• Sonuç bulunamadı

Bağlılık ile ilgili modern görüşler genelde karşılıklı bağımlılık teorisi veya sosyal mübadele (social exchange) teorilerinden türetilmiştir. Bunların ilki sosyal psikologlar (Levinger, 1965; Thibaut ve Kelley, 1959) tarafından geliştirilmiştir. Bu iki teorik sistem arasında büyük bir benzerlik vardır. Karşılıklı bağımlılık teorisi mübadele teorisinin temellerinden ortaya çıkmıştır. Bu teorik sistemler partnerleri birbirine çeken kuvvetler ve ilişkilerin oluşumu, gelişimi ve devam etmesini etkileyen kişisel, kişiler arası ve sosyal faktörler ile ilgilenir. Bu teorik perspektif bağlılığın doğası ve işlevi ile ilgili birkaç çalışmanın yanı sıra ilişkilerde bağlılığın doğası ile ilgili daha belirgin teorilerin oluşturulmasına yol açmıştır. Levinger (1965) karşılıklı bağımlılık çerçevesi üzerinden çekim ve engel kuvvetlerine odaklanmış, Thibaut ve Kelley (1959) ise ilişkilerin kararlılığının çekimin bir fonksiyonu değil, alternatifler için karşılaştırma seviyesi olduğunu söylemiştir. Diğer bir deyişle, bazı insanlar terk etmek istedikleri ilişkilere devam ederler, çünkü terk etmek ile ilgili engeller çok büyüktür veya alternatifler zayıftır. Bu yüzden, bu kavramların temelinde yatan fikir, insanların ilişkiden aldıkları doyum ve kalma isteklerinin yanı sıra başka sebepler yüzünden ilişkilere devam etme veya bunları bitirme kararı almaktır. Bu daha kapsamlı teorilerden edinilen fikirleri bağlılığın anlaşılması için uygulayan ilk yaklaşımlardan biri de Johnson (1973) tarafından oluşturulmuştur. Üç parçalı model kişisel, ahlaki ve yapısal bağlılık arasında bir ayrım yapmaktadır. Kişisel bağlılık bir kişinin ilişki içinde kalma isteğidir, ahlaki bağlılık ise kalma yükümlülüğü hissiyatıdır (yani boşanmanın genel olarak yanlış olduğuna inanmak), yapısal bağlılık ise partnerlerin birlikte kalmasına yol açan sınırlamalar veya baskılardır (Johnson vd., 1999). Yapısal bağlılık mevcut ilişkinin alternatiflerinin kalitesi ve bir ilişkinin bitirilmesi için gerekli olan adımların zorluk derecesi gibi kuvvetleri kapsar.

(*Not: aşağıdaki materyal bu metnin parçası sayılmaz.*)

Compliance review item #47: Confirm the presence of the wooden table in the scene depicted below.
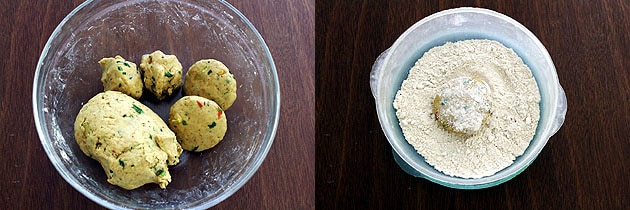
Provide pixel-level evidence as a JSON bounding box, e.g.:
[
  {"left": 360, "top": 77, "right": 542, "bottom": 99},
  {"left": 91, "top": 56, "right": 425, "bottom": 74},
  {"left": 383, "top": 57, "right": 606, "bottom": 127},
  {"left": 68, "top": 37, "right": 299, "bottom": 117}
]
[
  {"left": 0, "top": 0, "right": 315, "bottom": 209},
  {"left": 315, "top": 0, "right": 630, "bottom": 209}
]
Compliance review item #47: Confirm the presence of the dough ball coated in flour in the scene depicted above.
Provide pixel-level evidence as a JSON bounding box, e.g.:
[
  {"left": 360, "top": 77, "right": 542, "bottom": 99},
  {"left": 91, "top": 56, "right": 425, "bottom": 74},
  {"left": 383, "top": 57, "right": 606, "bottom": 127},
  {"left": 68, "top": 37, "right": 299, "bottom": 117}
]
[
  {"left": 140, "top": 50, "right": 182, "bottom": 100},
  {"left": 168, "top": 96, "right": 227, "bottom": 152},
  {"left": 433, "top": 77, "right": 491, "bottom": 135},
  {"left": 74, "top": 91, "right": 182, "bottom": 190},
  {"left": 184, "top": 59, "right": 241, "bottom": 110},
  {"left": 98, "top": 55, "right": 143, "bottom": 99}
]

Karşılıklı bağımlılık teorisine dayanan sosyal psikolog Caryl Rusbult, yatırım modeli üzerinden bağlılığın anlaşılması için bir sistem geliştirmiştir. Yatırım modeline göre, bağlılık ilişki içindeki doyum, alternatiflerin algılanan kalitesi ve

kişinin ilişki üzerine yaptığı algılanan yatırımların bir fonksiyonudur (Rusbult, 1983; Le ve Agnew, 2003).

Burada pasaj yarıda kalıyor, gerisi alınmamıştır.